The Challenge With Dynasty Leagues

A long-time reader messaged me a few weeks ago with a dynasty question, but not the kind I normally get:

"I’m the commish of a two-player keeper in its third year, and the league just voted in having reverse-order-of-standings for draft order. How do I deter teams from trading away their studs midseason for picks and tanking to get the top pick next year, essentially turning the second half into a 5-6 team race?"

I used to be in a dynasty fantasy baseball league: five keepers, $200 annual budget, every player under contract for up to five years with $5 salary increases per year for long-term contracts, etc. After a couple seasons I moved on, partly because the FF4W site was becoming a bigger daily time investment, but mostly because I felt the entire dynasty concept--at least as it was constructed in this league--was flawed. Every season, nearly half the managers would tank by June, and most of the other half would compete to grab their best players. One time a tanking manager traded his eight best players (in NFL speak, think the equivalent of Philip Rivers or Alshon Jeffery) for Mike Trout. So the tanker now had arguably the top hitter for the next five seasons. And the other guy added eight top-50 fantasy scorers, making him a near shoo-in for the title.

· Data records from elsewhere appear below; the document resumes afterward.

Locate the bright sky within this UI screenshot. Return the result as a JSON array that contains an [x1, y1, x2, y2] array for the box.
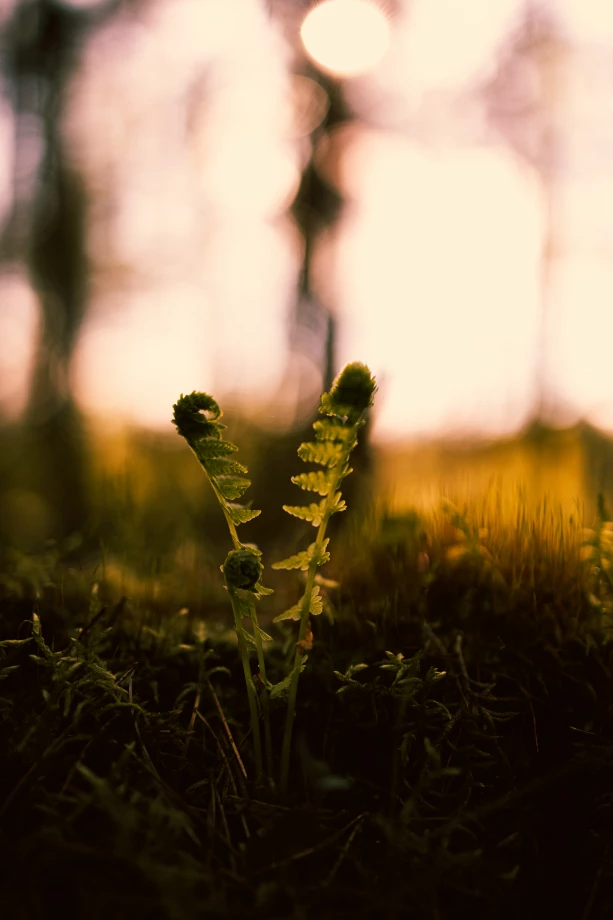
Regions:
[[0, 0, 613, 438]]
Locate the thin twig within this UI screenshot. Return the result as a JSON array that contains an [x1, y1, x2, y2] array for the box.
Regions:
[[206, 677, 247, 780], [323, 811, 368, 888], [213, 786, 236, 872], [183, 690, 200, 760], [247, 812, 369, 877], [194, 709, 251, 840]]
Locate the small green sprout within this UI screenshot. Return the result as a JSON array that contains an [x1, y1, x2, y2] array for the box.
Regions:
[[272, 362, 377, 792], [173, 392, 273, 780]]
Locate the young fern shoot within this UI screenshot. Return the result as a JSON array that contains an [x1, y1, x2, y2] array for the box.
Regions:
[[172, 392, 273, 780], [272, 362, 377, 793]]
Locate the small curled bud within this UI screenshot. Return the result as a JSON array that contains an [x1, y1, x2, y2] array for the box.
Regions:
[[172, 391, 225, 441], [319, 361, 377, 422], [223, 548, 263, 591]]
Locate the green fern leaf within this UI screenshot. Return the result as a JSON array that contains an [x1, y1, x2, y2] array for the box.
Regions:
[[206, 457, 247, 479], [215, 476, 251, 501], [172, 392, 260, 526], [330, 488, 351, 514], [268, 655, 309, 701], [271, 537, 330, 571], [224, 502, 262, 524], [292, 470, 330, 495], [313, 418, 355, 443], [273, 586, 323, 623], [283, 499, 326, 527], [194, 438, 238, 461], [298, 441, 343, 466]]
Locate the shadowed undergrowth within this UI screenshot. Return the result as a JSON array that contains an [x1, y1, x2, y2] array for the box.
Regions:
[[0, 496, 613, 920]]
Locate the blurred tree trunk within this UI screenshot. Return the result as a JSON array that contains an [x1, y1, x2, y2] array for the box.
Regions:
[[2, 0, 87, 537]]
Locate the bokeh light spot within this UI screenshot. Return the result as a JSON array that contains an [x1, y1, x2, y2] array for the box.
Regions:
[[300, 0, 390, 77]]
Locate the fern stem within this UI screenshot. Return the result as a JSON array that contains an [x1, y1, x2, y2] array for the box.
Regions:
[[279, 464, 346, 795], [228, 587, 262, 782], [250, 601, 274, 780]]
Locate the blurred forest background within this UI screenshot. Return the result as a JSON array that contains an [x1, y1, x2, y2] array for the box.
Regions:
[[0, 0, 613, 602]]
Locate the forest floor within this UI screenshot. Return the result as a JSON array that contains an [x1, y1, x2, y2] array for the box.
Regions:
[[0, 496, 613, 920]]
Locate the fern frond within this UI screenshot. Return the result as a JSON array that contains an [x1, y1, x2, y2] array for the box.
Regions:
[[217, 476, 251, 501], [172, 391, 260, 536], [273, 362, 376, 792], [273, 585, 323, 623], [203, 458, 247, 478], [292, 470, 332, 495], [283, 499, 326, 527], [313, 417, 355, 442], [224, 502, 262, 525], [271, 537, 330, 571], [298, 441, 343, 467]]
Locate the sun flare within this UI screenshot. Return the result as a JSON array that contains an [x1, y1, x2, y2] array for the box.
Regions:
[[300, 0, 390, 77]]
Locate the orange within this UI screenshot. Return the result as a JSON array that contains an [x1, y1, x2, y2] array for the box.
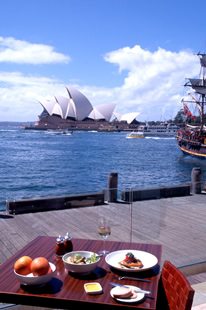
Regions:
[[31, 257, 50, 276], [14, 255, 32, 275]]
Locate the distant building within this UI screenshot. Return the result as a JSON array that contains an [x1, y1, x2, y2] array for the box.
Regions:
[[26, 87, 139, 131]]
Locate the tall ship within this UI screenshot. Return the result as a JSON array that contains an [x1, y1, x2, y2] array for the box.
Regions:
[[176, 53, 206, 158]]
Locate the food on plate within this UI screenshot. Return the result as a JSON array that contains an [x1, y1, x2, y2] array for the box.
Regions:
[[112, 286, 137, 299], [67, 253, 98, 265], [14, 255, 32, 275], [119, 252, 144, 269], [31, 257, 51, 276]]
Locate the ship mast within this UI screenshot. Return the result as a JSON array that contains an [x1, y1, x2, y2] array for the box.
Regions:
[[185, 53, 206, 133]]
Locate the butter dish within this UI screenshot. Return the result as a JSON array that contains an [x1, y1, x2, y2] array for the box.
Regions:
[[84, 282, 102, 294]]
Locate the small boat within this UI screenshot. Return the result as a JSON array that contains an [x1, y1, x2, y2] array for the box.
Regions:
[[126, 131, 144, 139], [176, 53, 206, 159], [138, 122, 179, 137]]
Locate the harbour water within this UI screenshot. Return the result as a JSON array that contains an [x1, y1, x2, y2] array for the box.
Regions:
[[0, 123, 206, 210]]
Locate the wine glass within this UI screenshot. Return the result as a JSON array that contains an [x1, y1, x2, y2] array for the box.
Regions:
[[97, 217, 111, 255]]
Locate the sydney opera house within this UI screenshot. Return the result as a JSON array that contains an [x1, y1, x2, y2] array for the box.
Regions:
[[25, 87, 138, 131]]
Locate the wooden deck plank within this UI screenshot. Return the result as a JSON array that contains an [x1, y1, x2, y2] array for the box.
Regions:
[[0, 194, 206, 284]]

Managing a fantasy sports team in no way mirrors real sports team management. There are no hometown fan pressures. Our players don't demand trades. And so on. But what's always drawn me to fantasy sports is the strategy--that if you do really good research, draft really well, and manage your team really well (sit/start effectiveness, savvy waiver adds, etc.), you can win. It's far from guaranteed, but it's doable.

Wide-open dynasty leagues, at least in my experience and what I've heard over the years from some of you, require much less strategy. If you're in a 12-team league, and the tanker wants to trade you his/her good players for an elite dynasty chip, you're in luck. If that tanker decides to e-mail someone else, you're out of luck.

A few years ago I came up with a league concept I've never tried to implement because it has some big kinks, but still want to try to figure it out. The draft would be normal, and game-play during the first part of the regular season would be normal. But right after Week 7, everyone would swap rosters. The first-place team would trade with the last-place team, the second-place with the second-to-last place, and so on. Then game-play would continue for weeks 8-14. The top four teams would compete in the playoffs in weeks 15-16. Each of those teams' rosters would expand to include the players now rostered on the team they swapped with earlier.

So suppose a team (managed by "Nancy") that was in fifth place after Week 7 swapped players with the eighth-place team (managed by "Bob"). Then Nancy qualified for the playoffs after Week 14. She would have access to not only her players, but also Bob's current players for her playoff run. (If both Nancy and Bob qualified for the playoffs . . . well, I haven't figured that out.)

The whole back-story to all this is that I want to compete in leagues that reward strategy. It's why I hate (and I don't use that word lightly) being in leagues where somebody stops trying midseason, because then everyone that guy plays against the rest of the season has a better shot at an extra win. The ideal strategic situation is where everyone enters the draft on equal footing, everyone manages their team the best they can, and the manager with the best skill (and obviously luck) wins it all.

My as-yet-unrealized concept tries to take that to another level by rewarding managers who know how to manage. I drafted James Conner in the middle rounds of both my leagues last year. Fair? Sure. But he was integral to getting me to the postseason in both. So suppose midway through the season I inherited a sub-par team and was able to build it back up to relevance? That would say a lot more about my fantasy skills than merely drafting Conner. And conversely, suppose I inherited the best team and ran it into the ground? No more complaining about bad drafts or lamenting early-season injuries. Throughout the season every manager will, on balance, have both more competitive and less competitive rosters. It's what we do with those rosters--and how we re-make them--that separates the skilled from the truly skilled.

Anyway, there are infinite ways to devise and implement a fantasy league. But in my opinion, a great league is one that rewards smart strategic thinking. And I have yet to hear about a dynasty league that doesn't turn into a mid-year tank extravaganza, at least in cases where every manager's active.

So help me understand, and help this reader with his conundrum: How have you seen dynasty leagues work well?